Some have turned to superstition as an explanation. After all, explained Diane Batres, who runs the victims’ assistance program in the district attorney’s office, the shooting occurred Jan. 17, the earthquake occurred Oct. 17 and one of last year’s most violent domestic murders--a Cambodian man who shot himself and his wife in front of their eight children--occurred April 17.
But for those who have neither a superstitious streak nor a sense of karma, there is a need to lay blame.
Teachers at Cleveland School have tried to reassure their students that the massacre was the work of a single man who was simply and tragically mentally ill.
Having conducted its own “psychological autopsy,” the state attorney general’s office has its own explanation. It was, the attorney general concluded, an act of racism by a man obsessed with hatred of Cambodians, Indians, Pakistanis and especially Vietnamese.
“The good side to the whole tragedy,” said John Klose, the bespectacled public information officer in the Stockton Unified School District, “is that I think we have learned something about each other. I think there is a greater understanding of Southeast Asians today than there was a year ago.”
Sokchea Thlang, a 13-year-old refugee from Cambodia, has an appreciation of both her old world and her new. The morning of Jan. 17, her best friend’s sister dreamed that her life meant nothing. “She knew,” Sokchea said. “She told all her family about it. She told everything but they could do nothing. Then at recess, she got shot. She got blood all over her. I saw the blood.”
The girl died.
With her own family, Sokchea does not talk about the premonition or the killings. Nor does she discuss the two sisters and one brother who died in Cambodia. “My parents don’t tell me their names. I never knew them,” she said. “Now, here in America, I have two brothers and one sister.”

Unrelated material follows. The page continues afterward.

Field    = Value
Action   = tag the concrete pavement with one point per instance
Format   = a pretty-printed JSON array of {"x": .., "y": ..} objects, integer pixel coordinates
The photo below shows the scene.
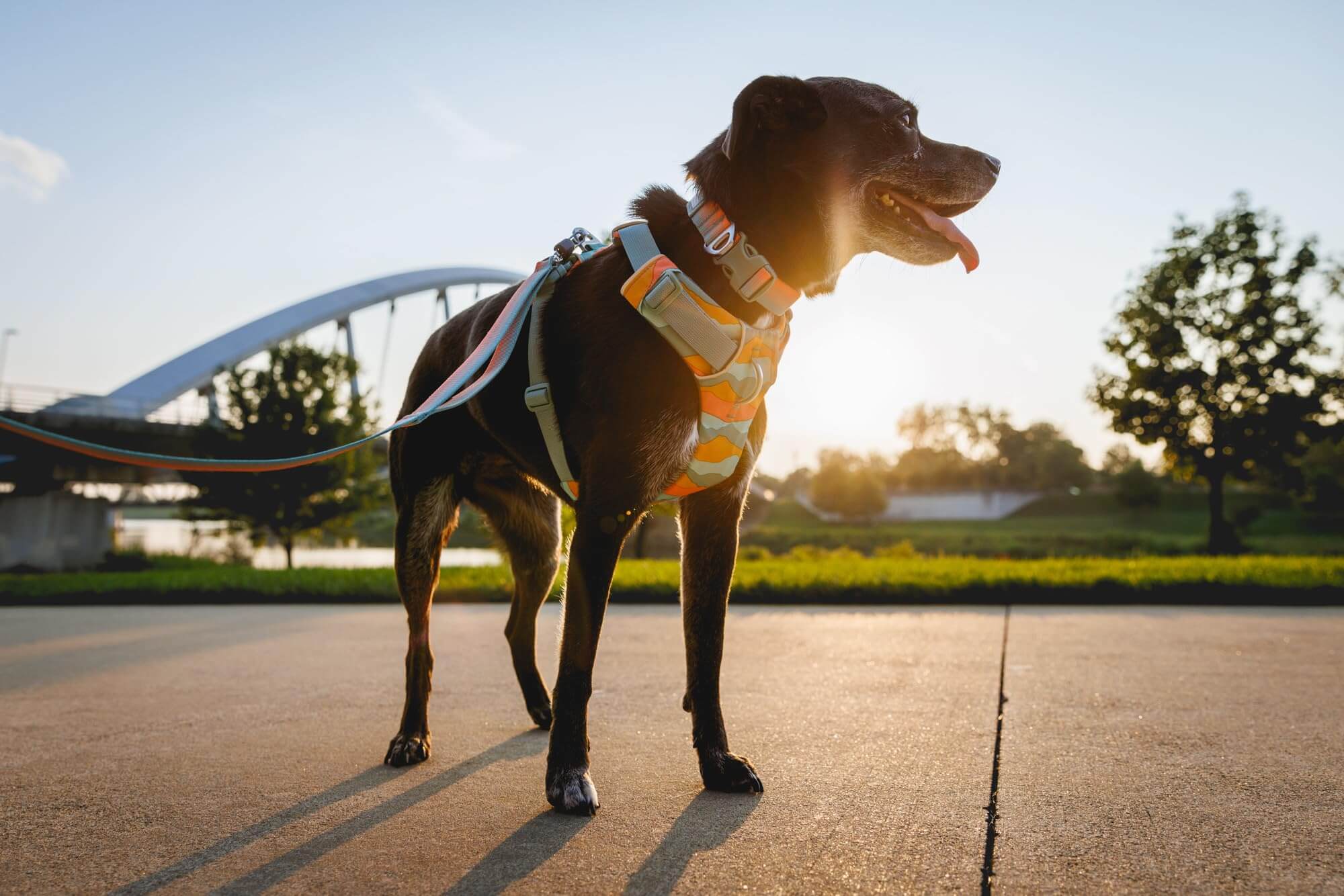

But Sokchea does talk in school. Early every morning, she races off to the kindergarten class where she helps the American teacher translate into English what the children are saying in Cambodian. She likes it, she said, because the children tell her their fears and she can tell them her dreams.
“I dream we play and no one will come and shoot. I dream there is no mean men to do no good. I dream it’s going to get better.”
And when she grows up, does she want to become a teacher too?
With a grin big enough to span two cultures on one little face, Sokchea replied, “That, or a counselor.”